The broker’s send_message local-delivery branch uses workers.has_worker(&payload.to), which only matches an exact worker name key.

Elsewhere, inbound WS direct-target delivery supports case-insensitive matching and @name aliasing via worker_names_for_direct_target().

Root Cause / Impact

In send_message, a request like { to: "@Worker1" } or { to: "worker1" } will not be treated as a local target even if the worker exists, and will instead fall through to Relaycast forwarding (src/main.rs:1639-1664). This is inconsistent with WS-driven direct message delivery (src/main.rs:841-853 uses worker_names_for_direct_target).

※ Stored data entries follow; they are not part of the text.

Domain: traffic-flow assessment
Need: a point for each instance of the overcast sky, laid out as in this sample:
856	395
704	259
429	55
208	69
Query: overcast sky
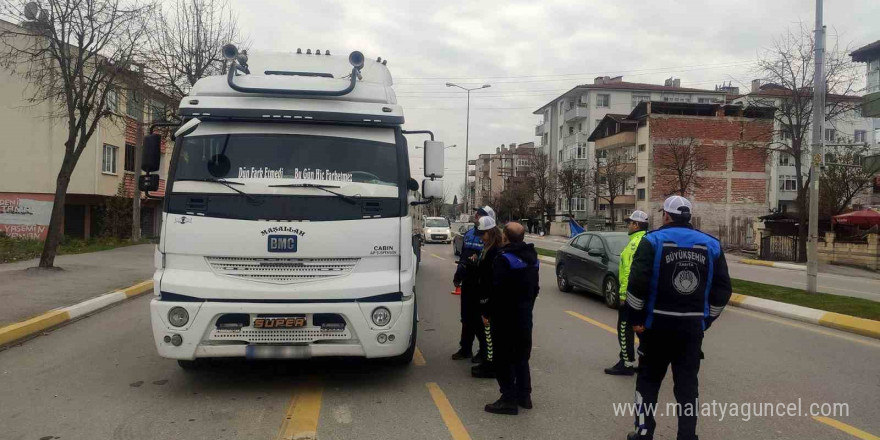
530	52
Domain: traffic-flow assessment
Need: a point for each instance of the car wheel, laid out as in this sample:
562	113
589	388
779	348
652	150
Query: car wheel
562	280
611	292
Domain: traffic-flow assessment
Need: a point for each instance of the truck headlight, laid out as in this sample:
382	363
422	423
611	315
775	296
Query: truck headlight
381	316
178	316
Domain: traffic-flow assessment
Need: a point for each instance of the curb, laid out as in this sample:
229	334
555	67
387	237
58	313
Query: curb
773	264
52	318
851	324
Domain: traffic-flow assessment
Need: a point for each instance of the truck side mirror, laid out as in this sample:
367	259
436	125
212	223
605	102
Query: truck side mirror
432	189
148	182
434	161
152	153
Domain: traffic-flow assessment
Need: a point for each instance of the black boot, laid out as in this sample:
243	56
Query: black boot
461	354
486	370
620	369
502	406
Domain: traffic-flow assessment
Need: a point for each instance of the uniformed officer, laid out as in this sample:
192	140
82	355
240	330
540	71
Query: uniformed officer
511	301
636	225
678	286
466	277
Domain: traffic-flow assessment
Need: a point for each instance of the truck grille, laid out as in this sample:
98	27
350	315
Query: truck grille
279	336
282	270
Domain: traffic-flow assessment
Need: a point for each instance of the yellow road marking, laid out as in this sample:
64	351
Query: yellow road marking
418	359
796	324
450	418
301	419
19	330
138	289
855	432
596	323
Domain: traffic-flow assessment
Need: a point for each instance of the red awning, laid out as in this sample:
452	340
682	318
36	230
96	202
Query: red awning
865	217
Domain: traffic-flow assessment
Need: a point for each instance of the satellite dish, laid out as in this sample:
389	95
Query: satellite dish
31	10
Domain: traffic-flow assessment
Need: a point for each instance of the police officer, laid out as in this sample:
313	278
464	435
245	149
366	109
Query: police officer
466	277
636	225
511	301
678	286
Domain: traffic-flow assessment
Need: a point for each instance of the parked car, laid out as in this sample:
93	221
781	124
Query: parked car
437	230
590	261
458	236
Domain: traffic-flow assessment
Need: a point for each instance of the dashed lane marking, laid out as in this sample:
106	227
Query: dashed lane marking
853	431
418	359
450	418
301	419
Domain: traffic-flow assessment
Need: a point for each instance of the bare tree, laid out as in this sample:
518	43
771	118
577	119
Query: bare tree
75	54
541	175
572	181
612	179
844	178
677	164
185	43
787	68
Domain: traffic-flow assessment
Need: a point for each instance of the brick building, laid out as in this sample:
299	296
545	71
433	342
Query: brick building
728	152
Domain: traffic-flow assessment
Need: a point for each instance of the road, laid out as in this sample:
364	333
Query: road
849	282
100	378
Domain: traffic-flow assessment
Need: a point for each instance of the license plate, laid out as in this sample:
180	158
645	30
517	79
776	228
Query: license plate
280	322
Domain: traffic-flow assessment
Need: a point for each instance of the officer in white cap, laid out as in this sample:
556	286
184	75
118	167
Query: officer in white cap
636	225
678	285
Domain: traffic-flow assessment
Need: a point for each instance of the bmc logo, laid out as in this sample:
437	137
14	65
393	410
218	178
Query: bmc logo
282	243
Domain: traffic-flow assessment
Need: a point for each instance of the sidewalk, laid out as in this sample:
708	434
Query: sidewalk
26	291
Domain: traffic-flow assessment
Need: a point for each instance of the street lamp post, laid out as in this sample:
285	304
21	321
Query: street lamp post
467	138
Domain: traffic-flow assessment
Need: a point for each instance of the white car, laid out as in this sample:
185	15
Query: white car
437	230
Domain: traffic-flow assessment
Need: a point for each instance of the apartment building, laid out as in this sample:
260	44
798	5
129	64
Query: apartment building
494	172
849	127
33	149
729	141
567	121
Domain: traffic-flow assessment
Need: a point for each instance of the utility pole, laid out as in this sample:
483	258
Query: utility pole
467	137
138	146
817	150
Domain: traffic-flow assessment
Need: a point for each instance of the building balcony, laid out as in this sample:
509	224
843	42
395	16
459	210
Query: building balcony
574	139
575	113
622	139
540	129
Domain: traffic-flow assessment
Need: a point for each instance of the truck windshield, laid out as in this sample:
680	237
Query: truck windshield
321	159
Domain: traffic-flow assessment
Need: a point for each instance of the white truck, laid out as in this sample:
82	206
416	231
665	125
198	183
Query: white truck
286	226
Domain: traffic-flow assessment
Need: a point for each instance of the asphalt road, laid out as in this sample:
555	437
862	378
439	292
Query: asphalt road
100	378
846	282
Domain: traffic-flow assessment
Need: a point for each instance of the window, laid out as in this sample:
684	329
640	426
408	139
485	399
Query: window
108	160
785	159
133	104
639	98
787	183
860	136
830	135
129	157
113	100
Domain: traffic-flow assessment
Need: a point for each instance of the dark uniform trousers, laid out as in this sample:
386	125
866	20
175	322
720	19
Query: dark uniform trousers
658	349
512	340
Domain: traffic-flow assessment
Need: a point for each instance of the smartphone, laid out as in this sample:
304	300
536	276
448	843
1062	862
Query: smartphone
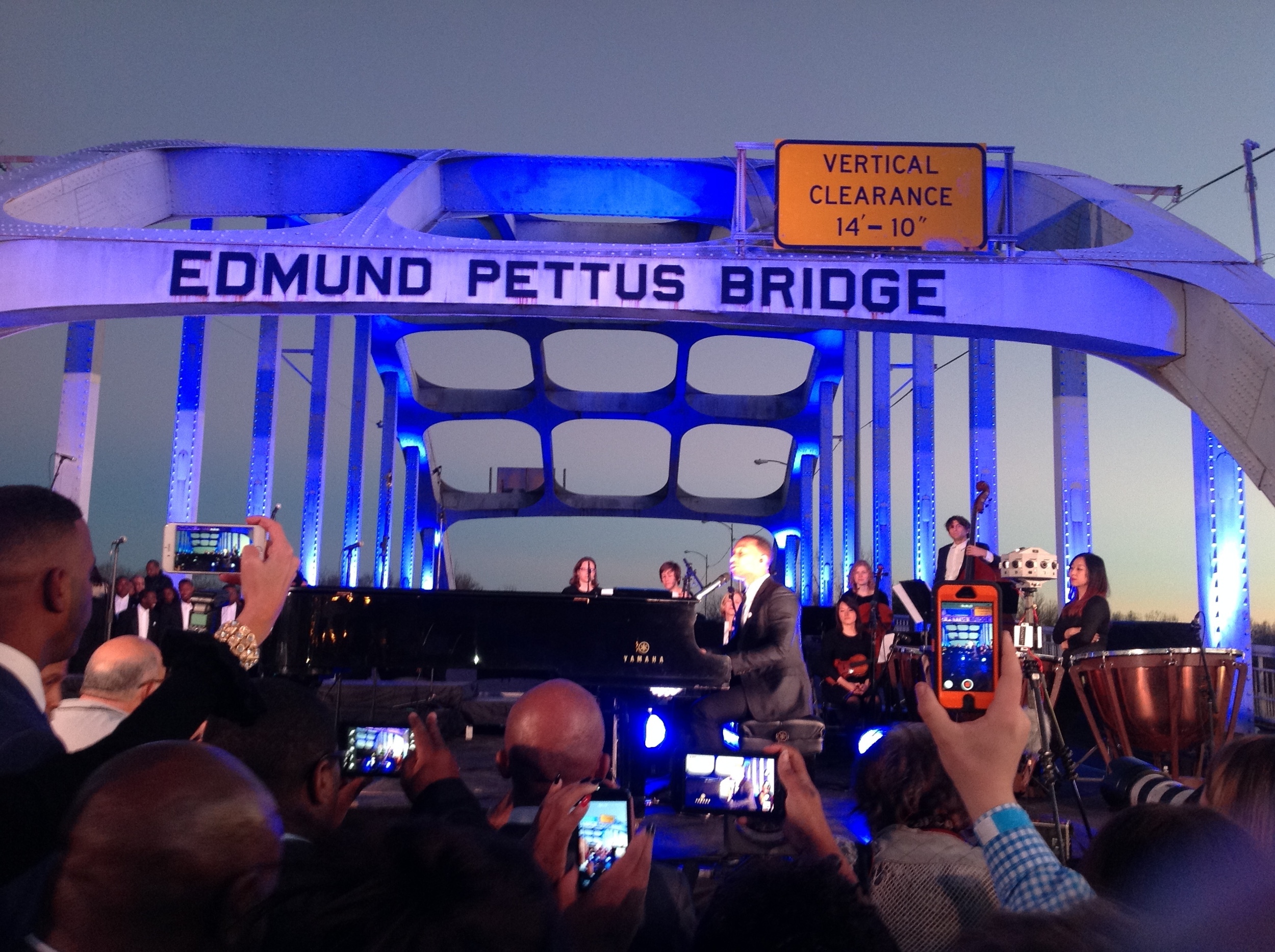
375	750
731	784
603	834
967	664
207	547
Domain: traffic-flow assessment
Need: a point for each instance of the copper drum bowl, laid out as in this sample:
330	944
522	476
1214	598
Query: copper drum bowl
1157	700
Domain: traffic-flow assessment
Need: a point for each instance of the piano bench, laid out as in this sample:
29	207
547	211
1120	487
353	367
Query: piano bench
805	734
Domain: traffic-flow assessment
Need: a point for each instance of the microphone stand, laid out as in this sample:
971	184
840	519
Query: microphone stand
110	596
1210	691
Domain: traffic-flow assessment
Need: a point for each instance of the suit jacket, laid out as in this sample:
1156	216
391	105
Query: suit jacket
766	654
206	680
941	566
26	738
126	624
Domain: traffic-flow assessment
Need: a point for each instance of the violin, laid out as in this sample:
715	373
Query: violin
976	569
875	617
852	667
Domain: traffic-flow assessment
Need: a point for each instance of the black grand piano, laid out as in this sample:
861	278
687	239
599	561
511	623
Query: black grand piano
608	642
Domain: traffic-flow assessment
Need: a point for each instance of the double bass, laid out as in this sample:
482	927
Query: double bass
976	569
875	617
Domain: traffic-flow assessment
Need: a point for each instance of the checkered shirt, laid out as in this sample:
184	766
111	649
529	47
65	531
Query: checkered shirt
1027	874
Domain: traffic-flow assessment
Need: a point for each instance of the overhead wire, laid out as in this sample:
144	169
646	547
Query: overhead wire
1214	182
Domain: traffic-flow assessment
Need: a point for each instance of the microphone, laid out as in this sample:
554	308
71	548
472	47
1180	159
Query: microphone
717	583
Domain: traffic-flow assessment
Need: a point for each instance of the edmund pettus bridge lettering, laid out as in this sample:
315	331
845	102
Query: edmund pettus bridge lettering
880	195
291	274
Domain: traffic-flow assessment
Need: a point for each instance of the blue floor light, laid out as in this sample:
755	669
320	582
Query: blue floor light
731	736
869	737
656	729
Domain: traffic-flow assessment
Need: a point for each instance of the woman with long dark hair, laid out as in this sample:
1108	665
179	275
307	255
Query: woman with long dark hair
584	578
1085	620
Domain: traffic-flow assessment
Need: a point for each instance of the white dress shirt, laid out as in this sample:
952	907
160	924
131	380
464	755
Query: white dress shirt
955	561
24	671
82	722
749	594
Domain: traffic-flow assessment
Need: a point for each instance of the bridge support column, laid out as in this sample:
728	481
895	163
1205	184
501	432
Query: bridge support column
881	452
807	530
261	475
355	468
827	574
850	455
411	529
982	435
1072	459
77	417
792	561
924	528
427	514
1222	551
386	483
188	426
312	505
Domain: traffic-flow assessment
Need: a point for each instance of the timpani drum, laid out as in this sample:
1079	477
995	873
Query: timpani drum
1157	701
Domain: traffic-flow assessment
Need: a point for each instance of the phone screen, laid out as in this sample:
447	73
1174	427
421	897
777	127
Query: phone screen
603	834
376	751
210	548
730	784
968	642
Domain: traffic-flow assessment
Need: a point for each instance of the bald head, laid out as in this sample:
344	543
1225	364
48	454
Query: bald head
171	846
46	557
123	672
555	728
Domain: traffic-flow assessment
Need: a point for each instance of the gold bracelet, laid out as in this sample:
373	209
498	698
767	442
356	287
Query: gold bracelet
241	641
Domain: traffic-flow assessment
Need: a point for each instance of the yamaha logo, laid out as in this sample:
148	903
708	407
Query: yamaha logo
643	655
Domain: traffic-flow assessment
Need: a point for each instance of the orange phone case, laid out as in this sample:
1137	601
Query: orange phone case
955	699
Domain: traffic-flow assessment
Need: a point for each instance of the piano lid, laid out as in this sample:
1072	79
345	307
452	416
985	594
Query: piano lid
610	640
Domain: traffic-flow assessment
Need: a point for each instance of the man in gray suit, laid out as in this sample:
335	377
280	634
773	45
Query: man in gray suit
768	673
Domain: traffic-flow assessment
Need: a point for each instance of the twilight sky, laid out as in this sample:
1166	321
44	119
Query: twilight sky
1158	93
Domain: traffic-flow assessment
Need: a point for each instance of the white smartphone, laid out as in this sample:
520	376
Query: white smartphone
207	547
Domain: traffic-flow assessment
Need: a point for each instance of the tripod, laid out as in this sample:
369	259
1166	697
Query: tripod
1054	747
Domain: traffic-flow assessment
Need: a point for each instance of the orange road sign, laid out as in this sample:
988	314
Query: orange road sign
863	195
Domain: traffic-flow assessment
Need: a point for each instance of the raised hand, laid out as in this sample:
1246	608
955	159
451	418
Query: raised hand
264	578
805	825
606	917
431	760
551	836
982	756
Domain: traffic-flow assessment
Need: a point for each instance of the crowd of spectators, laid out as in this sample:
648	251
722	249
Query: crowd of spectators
123	833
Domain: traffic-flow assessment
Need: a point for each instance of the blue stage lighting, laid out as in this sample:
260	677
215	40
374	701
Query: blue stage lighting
870	737
656	731
731	736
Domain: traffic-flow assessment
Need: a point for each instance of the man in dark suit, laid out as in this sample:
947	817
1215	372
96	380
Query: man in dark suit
143	620
46	598
955	557
768	673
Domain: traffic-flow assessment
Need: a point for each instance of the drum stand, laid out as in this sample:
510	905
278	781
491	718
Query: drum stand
1208	743
1052	744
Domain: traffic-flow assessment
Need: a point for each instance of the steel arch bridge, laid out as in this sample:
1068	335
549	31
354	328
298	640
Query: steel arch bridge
414	243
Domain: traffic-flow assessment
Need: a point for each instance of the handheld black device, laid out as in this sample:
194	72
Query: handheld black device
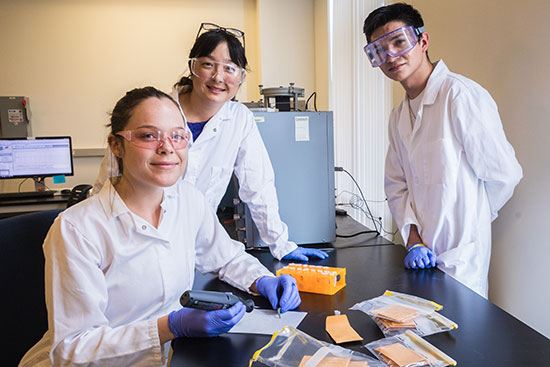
210	300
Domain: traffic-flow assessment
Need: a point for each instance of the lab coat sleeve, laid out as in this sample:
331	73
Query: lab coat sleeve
216	252
490	155
107	169
257	189
76	298
396	188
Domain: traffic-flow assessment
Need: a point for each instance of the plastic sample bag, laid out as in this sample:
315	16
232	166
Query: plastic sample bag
290	347
422	325
409	350
398	307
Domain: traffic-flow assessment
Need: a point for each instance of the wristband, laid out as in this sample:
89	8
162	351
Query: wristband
418	244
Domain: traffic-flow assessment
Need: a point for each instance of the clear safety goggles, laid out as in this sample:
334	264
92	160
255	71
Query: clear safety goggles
152	138
205	68
395	44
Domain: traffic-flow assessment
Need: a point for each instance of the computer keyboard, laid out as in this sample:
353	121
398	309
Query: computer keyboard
7	196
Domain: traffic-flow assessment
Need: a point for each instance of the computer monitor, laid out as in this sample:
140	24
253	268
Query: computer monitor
36	158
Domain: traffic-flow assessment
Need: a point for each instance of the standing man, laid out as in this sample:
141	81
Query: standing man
449	167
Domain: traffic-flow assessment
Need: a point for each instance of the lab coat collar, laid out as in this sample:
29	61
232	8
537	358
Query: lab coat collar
435	80
430	93
113	205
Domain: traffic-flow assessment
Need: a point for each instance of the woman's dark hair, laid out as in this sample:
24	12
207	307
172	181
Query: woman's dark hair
385	14
206	43
125	107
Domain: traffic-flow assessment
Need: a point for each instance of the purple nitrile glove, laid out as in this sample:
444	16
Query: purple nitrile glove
302	253
281	291
420	258
192	322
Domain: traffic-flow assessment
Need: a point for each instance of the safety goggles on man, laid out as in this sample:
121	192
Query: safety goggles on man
153	138
395	44
205	68
214	27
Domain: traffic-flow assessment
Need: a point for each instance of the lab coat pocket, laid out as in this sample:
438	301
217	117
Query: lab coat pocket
217	184
439	163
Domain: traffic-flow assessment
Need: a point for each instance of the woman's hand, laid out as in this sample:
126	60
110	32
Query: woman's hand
191	322
281	291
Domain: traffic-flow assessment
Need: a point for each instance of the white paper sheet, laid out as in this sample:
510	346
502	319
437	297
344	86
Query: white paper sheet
267	322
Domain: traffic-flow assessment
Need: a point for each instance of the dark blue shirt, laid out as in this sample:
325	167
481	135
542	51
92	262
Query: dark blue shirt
196	128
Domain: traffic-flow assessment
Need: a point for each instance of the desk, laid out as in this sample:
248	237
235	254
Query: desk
486	335
10	208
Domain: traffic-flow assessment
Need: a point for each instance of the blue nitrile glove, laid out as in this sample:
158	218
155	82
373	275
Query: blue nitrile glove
281	291
192	322
419	257
302	253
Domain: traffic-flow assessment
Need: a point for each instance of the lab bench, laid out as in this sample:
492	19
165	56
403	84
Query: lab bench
486	335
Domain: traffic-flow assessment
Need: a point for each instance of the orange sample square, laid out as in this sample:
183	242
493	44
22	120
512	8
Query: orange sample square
396	313
401	355
340	330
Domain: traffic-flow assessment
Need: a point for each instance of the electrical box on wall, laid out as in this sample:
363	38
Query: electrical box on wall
14	117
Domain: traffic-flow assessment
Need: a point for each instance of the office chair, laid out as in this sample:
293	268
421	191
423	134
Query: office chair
23	306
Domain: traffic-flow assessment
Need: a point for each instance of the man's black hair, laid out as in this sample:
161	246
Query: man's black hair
385	14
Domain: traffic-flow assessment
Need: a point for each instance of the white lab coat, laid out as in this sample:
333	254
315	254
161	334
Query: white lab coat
450	172
110	275
231	142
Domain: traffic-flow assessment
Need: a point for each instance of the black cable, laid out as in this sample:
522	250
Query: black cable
355	234
362	196
21	183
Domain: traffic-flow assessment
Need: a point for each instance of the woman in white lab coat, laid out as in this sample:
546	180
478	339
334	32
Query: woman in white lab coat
117	263
226	138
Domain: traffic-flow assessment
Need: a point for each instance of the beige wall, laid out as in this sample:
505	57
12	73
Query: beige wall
497	43
74	59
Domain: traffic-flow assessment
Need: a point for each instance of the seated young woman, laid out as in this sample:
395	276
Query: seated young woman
117	263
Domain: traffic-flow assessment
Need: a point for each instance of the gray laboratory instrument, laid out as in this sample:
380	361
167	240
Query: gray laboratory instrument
14	117
301	150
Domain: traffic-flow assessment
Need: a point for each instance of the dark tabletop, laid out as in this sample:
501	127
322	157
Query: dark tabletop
486	335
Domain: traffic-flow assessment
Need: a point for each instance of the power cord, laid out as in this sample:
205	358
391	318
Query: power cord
341	169
314	101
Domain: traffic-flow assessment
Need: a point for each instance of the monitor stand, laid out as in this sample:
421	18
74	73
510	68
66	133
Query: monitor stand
39	184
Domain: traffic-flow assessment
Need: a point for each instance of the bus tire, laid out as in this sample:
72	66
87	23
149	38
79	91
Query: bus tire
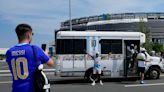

Impact: local agent-to-agent messaging via the SDK becomes unexpectedly slower and/or fails if Relaycast credentials/connectivity are missing, despite the worker being local.

Prompt for agents

Make send_message resolve local targets using the same logic as WS inbound delivery. In src/main.rs:1639-1664, replace the `workers.has_worker(&payload.to)` / single-worker delivery with: - `let targets = workers.worker_names_for_direct_target(&payload.to, &from);` - if targets not empty, deliver to each target This will add support for case-insensitive matching and `@name` syntax, and aligns SDK send_message with existing WS delivery behavior.

Was this helpful? React with 👍 or 👎 to provide feedback.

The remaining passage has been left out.